The report by the Rudd Center, a research and policy group working to combat childhood obesity, the Council on Black Health at Drexel University and Salud America! at the University of Texas Health Science Center at San Antonio analyzed the targeted advertising efforts of 32 restaurants and food and beverage companies that spent in excess of $ 100 million to reach children and teens just in 2017.
The researchers also looked at exposure to ads and compared their findings to previous data collected in 2013.
What they found was a growing disparity between what white youth and minority youth saw.
For example, while food companies decreased their spending for TV advertising by 4% between 2013 and 2017, a fact mirrored on Spanish-language TV, they upped their spending for black-targeted programs by more than 50%, researchers said.
In 2013, black youth saw 70% more food-related ads than their white peers. By 2017, black children saw 86% more than white kids, and black teens saw 119% more than white teens, the study found.
And this happened against a backdrop of healthier food options gaining buzz, and when companies touted their corporate responsibility programs and commitment to helping solve America’s obesity problem, Harris said.
Those efforts were more about PR and didn’t translate into advertising budgets, she said, especially for black and Hispanic youth.
Only 3% of ad dollars went to promoting healthier food options overall. But black-targeted programming saw just 1% of that spending and Spanish-language TV saw little to none.

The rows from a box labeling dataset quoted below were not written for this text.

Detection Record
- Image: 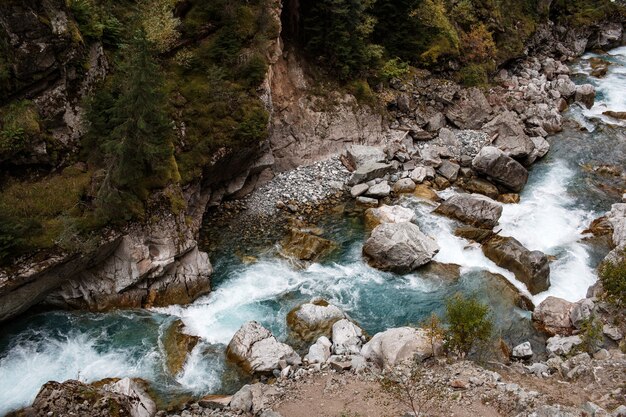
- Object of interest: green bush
[445,293,493,357]
[599,250,626,308]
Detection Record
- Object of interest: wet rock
[511,342,533,359]
[533,296,574,335]
[482,236,550,294]
[282,227,335,261]
[361,327,442,369]
[546,335,583,356]
[393,178,415,194]
[287,299,346,341]
[163,319,200,375]
[363,222,439,274]
[304,334,334,364]
[457,178,500,200]
[365,205,415,228]
[472,146,528,192]
[481,111,535,158]
[332,319,363,355]
[576,84,596,109]
[346,145,386,169]
[348,162,393,185]
[350,184,370,198]
[435,194,502,229]
[365,181,391,198]
[226,321,301,373]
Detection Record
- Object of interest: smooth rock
[363,222,439,274]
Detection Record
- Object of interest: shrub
[445,293,493,357]
[599,249,626,308]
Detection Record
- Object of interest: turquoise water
[0,48,626,415]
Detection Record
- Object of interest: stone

That means Hispanic youth watching Spanish-language television were pretty much left out when it came to ads for options like nuts and fruits, researchers said; instead, nearly 20% of ads they viewed were for candy.

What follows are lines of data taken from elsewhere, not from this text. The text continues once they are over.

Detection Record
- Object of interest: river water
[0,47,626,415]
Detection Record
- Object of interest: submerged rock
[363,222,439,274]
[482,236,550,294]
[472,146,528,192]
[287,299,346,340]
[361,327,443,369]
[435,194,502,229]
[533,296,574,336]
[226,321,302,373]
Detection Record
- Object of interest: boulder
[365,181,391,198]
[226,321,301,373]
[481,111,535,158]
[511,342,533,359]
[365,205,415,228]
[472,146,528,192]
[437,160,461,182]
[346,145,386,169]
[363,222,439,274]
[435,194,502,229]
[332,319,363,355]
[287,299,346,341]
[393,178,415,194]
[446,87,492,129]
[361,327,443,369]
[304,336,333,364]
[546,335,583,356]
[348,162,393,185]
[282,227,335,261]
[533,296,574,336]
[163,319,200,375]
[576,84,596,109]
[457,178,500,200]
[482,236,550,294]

“At best, these advertising patterns imply that food companies view Black consumers as interested in candy, sugary drinks, fast food, and snacks with a lot of salt, fat, or sugar, but not in healthier foods,” said Shiriki Kumanyika, one of the study’s authors and chair of the Council on Black Health, in a written statement.
“Not only are these companies missing out on a marketing opportunity,” she added, “but they are inadvertently contributing to poor health in Black communities by heavily promoting products linked to an increased risk of obesity, diabetes, and high blood pressure.”

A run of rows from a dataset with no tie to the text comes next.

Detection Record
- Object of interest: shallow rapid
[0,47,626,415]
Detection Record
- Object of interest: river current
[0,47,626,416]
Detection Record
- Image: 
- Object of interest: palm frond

Obesity rates for non-Hispanic blacks and Hispanic youth far outpace the rates for white and Asian youth, according to the US Centers for Disease Control and Prevention. Nearly 26% of Hispanic youth and 22% of black youth were deemed obese, versus 14% of whites and 11% of Asians. The worst off, though, were Hispanic boys at 28% and black girls at more than 25%.
By studying advertising data, researchers were able to determine which companies targeted which group. Five companies that stood out in reaching black youth included Kraft Heinz, General Mills, Hershey, PepsiCo and Yum! Brands (KFC, Taco Bell, Pizza Hut). Among the companies targeting Hispanic youth were Mars, Nestle, Yum! Brands, McDonald’s and General Mills.
CNN contacted most all of these companies for a reaction to the report. Only Hershey reached out with a response.
It is “not accurate” to say that Hershey targets youth or any ethnic or racial group, insisted spokesman Jeff Beckman.
“There is a significant difference between ‘targeting’ and ‘reaching’ consumers,” he explained in an email. “With iconic brands that are loved across virtually all demographics (age, race, income), we buy our TV spots on the outlets and programs that reach the broadest cross section of the American adult population.”
Hershey is “committed to not marketing to children,” and makes its media buys “based on reaching adults and decision makers in households,” he said.
“Broad-based TV media is consumed by many consumers, so when you buy a spot to reach a broad range of adults, there will also be some percentage of youth who will see the spot as well,” he added. “But it is inaccurate to conflate reaching a certain group of consumers with specifically targeting them.”
Still, the report’s authors hope their study will help make food manufacturers think differently. They want these companies to target black and Hispanic youth less with unhealthy food ads and, instead, include these kids in initiatives to promote healthier habits.
“This report shows just how much the food and beverage industry values Hispanic consumers when it comes to encouraging them to buy unhealthy products,” said study co-author Amelie Ramirez, director of Salud America!, which advocates for health equity.
“If the industry really values these consumers, companies will take responsibility for advertising that encourages poor diet and related diseases,” she added in a written statement. “They can start by eliminating the marketing of unhealthy products to Hispanic youth and families.”